It’s that time of year again: Davos. The mountain retreat for billionaires, heads of state and CEOs. The main discussion course: the Global Risks Report from the World Economic Forum.
Anyone who reads this report will notice something curious. In the long term, the greatest risks remain ecological: climate change, biodiversity loss, depletion of natural systems. It’s a consistent picture, year after year. But in the short term, something else comes to the fore: trade conflicts, strategic dependencies, power politics around raw materials and technology. Geo-economics is the new urgency.
While ecological disruption is acknowledged as a structural problem, it is relegated to the future. Something for later. Geo-economic tensions are seen as acute and manageable. Something for now. As a result, climate change shifts from being the main issue to a background variable - something to be taken into account, not something that sets the direction.
And that is the result of one thing: power. Power inequality is the factor that connects everything and amplifies the risks. As a junction, as a catalyst. Where naked power politics dominate and corporate interests align with state interests, climate risks become strategic opportunities.
Greenland, once the symbol of climate change with melting ice and endangered polar bears as a warning to humanity, is now mainly a strategic target. Beneath the ice lie rare earth metals. Melting ice opens up new shipping routes. And above the ice lies geopolitical advantage in a world that is rearming. Trump wants to buy the island - not despite the warming, but because of it. The rise in temperature continues, but it is the balance of power that now determines its meaning.
What is an ecological disaster for one party becomes a strategic opportunity for another. The benefits accrue to states and corporations with influence. The costs are borne by vulnerable groups, elsewhere and later. This is the core issue that the Global Risks Report exposes, but does not explore. The report identifies inequality as the risk that connects all others, but stops at that observation. Yet in practice, inequality is a mechanism. It determines who can delay the transition, who can pass on the costs, who can frame the debate. It explains why climate can be parked as a long-term issue: those with the power to offload risks do not experience them as urgent.

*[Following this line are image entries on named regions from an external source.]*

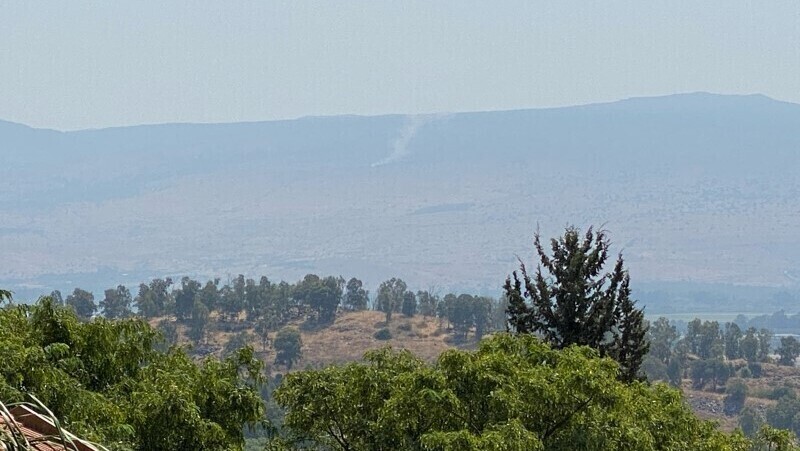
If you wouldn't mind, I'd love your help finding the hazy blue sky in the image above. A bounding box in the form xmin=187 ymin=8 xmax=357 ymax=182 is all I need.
xmin=0 ymin=0 xmax=800 ymax=129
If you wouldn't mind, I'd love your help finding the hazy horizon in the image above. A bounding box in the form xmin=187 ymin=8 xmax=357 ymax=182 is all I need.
xmin=0 ymin=0 xmax=800 ymax=130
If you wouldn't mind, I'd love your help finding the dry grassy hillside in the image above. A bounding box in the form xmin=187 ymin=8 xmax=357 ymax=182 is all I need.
xmin=155 ymin=311 xmax=466 ymax=372
xmin=682 ymin=360 xmax=800 ymax=431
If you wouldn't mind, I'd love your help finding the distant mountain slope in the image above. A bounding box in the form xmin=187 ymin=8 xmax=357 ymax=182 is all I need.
xmin=0 ymin=93 xmax=800 ymax=302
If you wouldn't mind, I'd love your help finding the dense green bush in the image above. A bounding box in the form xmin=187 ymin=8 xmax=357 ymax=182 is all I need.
xmin=0 ymin=298 xmax=264 ymax=450
xmin=274 ymin=334 xmax=750 ymax=451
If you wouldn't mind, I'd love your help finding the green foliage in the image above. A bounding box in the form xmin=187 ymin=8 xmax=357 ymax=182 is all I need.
xmin=175 ymin=277 xmax=200 ymax=321
xmin=342 ymin=277 xmax=369 ymax=310
xmin=273 ymin=327 xmax=303 ymax=368
xmin=373 ymin=327 xmax=392 ymax=340
xmin=739 ymin=406 xmax=764 ymax=437
xmin=647 ymin=316 xmax=679 ymax=365
xmin=274 ymin=334 xmax=748 ymax=451
xmin=766 ymin=393 xmax=800 ymax=434
xmin=133 ymin=277 xmax=175 ymax=318
xmin=778 ymin=336 xmax=800 ymax=366
xmin=417 ymin=290 xmax=439 ymax=317
xmin=400 ymin=291 xmax=417 ymax=317
xmin=690 ymin=359 xmax=734 ymax=390
xmin=375 ymin=277 xmax=408 ymax=324
xmin=723 ymin=379 xmax=747 ymax=415
xmin=505 ymin=227 xmax=649 ymax=381
xmin=747 ymin=362 xmax=763 ymax=379
xmin=294 ymin=274 xmax=342 ymax=324
xmin=100 ymin=285 xmax=133 ymax=319
xmin=0 ymin=298 xmax=264 ymax=450
xmin=65 ymin=288 xmax=97 ymax=320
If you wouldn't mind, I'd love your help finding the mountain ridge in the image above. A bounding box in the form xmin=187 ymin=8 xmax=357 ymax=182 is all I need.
xmin=0 ymin=93 xmax=800 ymax=302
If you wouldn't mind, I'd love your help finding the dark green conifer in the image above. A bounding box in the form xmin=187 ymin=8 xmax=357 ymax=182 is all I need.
xmin=505 ymin=227 xmax=649 ymax=381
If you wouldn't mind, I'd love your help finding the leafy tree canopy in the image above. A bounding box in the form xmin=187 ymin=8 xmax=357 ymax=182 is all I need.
xmin=274 ymin=334 xmax=749 ymax=450
xmin=0 ymin=298 xmax=264 ymax=450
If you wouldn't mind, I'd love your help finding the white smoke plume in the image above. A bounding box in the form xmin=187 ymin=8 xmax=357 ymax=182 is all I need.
xmin=371 ymin=114 xmax=447 ymax=168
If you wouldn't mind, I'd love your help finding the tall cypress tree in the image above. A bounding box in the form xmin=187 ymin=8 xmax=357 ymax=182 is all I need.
xmin=505 ymin=227 xmax=650 ymax=381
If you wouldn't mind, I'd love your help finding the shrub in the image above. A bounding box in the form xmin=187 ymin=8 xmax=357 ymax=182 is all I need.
xmin=747 ymin=362 xmax=761 ymax=379
xmin=374 ymin=327 xmax=392 ymax=340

For those sitting at the Davos table, climate is merely a factor in scenarios. For someone living in a draughty house with an energy bill rising every month, it is a cost. For someone seeing their habitat disappear, it is an irrevocable loss. These are not different problems; they are different positions within the same system.
For a while, we thought that enlightened leaders would take more responsibility, also in Davos. But now, with their own report in hand, the conclusion is different: those who hold power see the undermining of that power as the greatest risk. Ecology can wait. Thus, we create a world in which we appear to act rationally. We acknowledge ecological risks in the long term and manage geo-economic tensions in the short term. We allow inequality to be the fabric connecting the two. And we call it realism.
But that’s not what it is. It is the logic of power. Those who can offload risks, will do so. Greenland is not a climate problem for those who can extract resources from it - it is an opportunity. The climate problem is for later, and for others. And by then, the ones with power will have long since insulated themselves, with the money now being made from the crisis. That’s not a side effect of the system. It is the system.